With Intel Inside Mac Hopes to Cross 3 Ghz Barrier
Apple’s announcement that it would be abondoning its long standing chip suppliers IBM and Motorola came as a big surprise to the industry and its loyal customers.
The news has left many Mac users, as well as iPod fans, contemplating a move to a similarly stylish Apple computer - confused.
To most PC users, the fuss must seem bizarre. After all, Apple has only a minuscule share of the global market for personal computers - between 2.5 and 4 per cent, depending on how and where you measure it. So who cares what such a minnow chooses to do?
Apple hasn’t been able to deliver 3-gigahertz Power Macs, which Apple CEO Jobs promised about two years ago, or a Mac laptop built around the G5, the most powerful PowerPC processor.

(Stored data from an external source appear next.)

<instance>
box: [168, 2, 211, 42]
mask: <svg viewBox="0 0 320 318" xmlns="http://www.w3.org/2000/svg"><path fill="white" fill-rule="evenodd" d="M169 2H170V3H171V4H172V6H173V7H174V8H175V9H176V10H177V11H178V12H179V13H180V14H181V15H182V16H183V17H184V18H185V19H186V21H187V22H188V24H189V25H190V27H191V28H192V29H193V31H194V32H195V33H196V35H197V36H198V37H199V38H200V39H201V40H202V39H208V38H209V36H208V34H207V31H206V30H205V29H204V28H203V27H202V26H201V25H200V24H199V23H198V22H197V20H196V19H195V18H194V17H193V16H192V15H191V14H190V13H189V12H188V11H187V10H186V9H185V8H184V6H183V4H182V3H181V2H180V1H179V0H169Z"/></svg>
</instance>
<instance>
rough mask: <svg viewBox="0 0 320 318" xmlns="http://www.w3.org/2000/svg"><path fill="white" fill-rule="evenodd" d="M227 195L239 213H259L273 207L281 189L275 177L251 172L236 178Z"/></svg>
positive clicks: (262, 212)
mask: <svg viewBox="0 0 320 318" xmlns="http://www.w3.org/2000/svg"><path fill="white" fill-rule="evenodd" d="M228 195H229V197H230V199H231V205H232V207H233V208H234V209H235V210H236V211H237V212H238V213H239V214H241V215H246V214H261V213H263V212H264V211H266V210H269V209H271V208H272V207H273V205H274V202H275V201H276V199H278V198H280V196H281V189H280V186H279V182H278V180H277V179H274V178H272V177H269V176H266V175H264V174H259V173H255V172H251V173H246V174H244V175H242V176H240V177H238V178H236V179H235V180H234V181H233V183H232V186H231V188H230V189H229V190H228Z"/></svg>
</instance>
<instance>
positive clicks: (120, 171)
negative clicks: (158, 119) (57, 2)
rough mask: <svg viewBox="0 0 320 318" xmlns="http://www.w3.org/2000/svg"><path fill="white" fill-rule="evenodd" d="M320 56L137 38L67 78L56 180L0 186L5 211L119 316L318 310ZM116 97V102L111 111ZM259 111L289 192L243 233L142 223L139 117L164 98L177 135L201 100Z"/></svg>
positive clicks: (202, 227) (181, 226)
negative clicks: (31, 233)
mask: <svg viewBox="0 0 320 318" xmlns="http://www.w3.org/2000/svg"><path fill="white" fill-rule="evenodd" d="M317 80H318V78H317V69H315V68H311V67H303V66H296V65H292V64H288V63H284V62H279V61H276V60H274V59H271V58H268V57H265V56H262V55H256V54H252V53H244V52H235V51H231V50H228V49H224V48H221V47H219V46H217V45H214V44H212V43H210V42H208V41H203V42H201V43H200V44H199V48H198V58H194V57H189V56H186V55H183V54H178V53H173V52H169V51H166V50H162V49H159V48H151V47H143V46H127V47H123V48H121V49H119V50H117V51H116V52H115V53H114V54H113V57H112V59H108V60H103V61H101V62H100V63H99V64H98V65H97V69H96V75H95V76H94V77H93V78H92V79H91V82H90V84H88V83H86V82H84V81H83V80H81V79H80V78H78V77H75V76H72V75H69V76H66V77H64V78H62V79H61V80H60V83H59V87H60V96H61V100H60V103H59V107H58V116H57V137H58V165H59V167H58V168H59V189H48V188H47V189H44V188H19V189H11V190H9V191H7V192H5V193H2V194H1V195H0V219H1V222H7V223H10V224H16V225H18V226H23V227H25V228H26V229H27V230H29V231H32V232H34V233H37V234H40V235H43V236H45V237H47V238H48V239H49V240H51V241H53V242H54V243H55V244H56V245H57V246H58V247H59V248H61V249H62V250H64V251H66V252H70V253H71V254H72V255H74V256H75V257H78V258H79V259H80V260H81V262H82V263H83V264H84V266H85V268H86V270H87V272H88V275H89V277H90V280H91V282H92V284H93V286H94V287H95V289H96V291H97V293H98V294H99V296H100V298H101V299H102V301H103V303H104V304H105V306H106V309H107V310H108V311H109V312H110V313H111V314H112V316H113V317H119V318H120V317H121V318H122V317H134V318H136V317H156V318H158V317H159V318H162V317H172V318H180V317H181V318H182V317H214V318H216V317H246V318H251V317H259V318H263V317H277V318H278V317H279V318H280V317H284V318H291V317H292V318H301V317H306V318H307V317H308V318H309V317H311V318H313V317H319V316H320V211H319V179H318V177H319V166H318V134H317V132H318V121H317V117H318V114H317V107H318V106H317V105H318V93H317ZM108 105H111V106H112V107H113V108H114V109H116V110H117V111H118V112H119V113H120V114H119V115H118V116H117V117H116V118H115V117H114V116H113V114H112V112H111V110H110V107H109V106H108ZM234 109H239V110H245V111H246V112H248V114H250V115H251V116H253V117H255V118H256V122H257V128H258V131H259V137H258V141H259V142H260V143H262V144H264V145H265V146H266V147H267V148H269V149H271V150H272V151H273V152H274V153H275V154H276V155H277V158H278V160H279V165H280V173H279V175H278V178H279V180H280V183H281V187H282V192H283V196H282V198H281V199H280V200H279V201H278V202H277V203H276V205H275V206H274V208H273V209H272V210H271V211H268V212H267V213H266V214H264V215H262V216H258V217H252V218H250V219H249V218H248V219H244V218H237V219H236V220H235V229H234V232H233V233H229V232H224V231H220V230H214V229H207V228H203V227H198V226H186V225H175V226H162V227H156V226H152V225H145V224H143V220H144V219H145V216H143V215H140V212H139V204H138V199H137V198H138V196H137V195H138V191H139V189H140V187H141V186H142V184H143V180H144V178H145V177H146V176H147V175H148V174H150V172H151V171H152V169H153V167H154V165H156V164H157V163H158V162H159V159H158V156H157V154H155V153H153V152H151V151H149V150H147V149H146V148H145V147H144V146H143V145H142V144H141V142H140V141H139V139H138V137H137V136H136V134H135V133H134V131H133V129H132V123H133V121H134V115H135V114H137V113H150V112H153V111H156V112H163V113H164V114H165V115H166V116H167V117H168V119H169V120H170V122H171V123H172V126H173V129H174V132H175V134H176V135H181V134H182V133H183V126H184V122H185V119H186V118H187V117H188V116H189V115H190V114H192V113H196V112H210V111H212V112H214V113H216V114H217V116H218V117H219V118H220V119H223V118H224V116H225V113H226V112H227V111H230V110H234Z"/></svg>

G5 processors run too hot and draw too much power to work well in portable computers.
Little wonder then that Apple has been hedging its bets for the past five years by secretly running its Mac OS X system software on rival Intel’s chips - a long-standing rumour confirmed last week by Jobs when he addressed the annual Developer Conference in San Francisco.
Power consumption is a crucial factor in laptops, which must run cooler than desktop PCs. It’s expected that Intel’s Pentium M chips, designed specifically for the laptop sector of the market, will be the first Intel chips to find their way into Apple hardware next year.
The inability of IBM to deliver is difficult to understand given the company’s recent wins in the games console market. IBM is contracted to supply processors for every one of the three major upcoming platforms. If IBM can satisfy Microsoft, Sony and Nintendo, why not Apple?
"It was a simple business calculation rather than an engineering problem," says analyst Kevin Krewell of InStat/MDR, a chip market research outfit.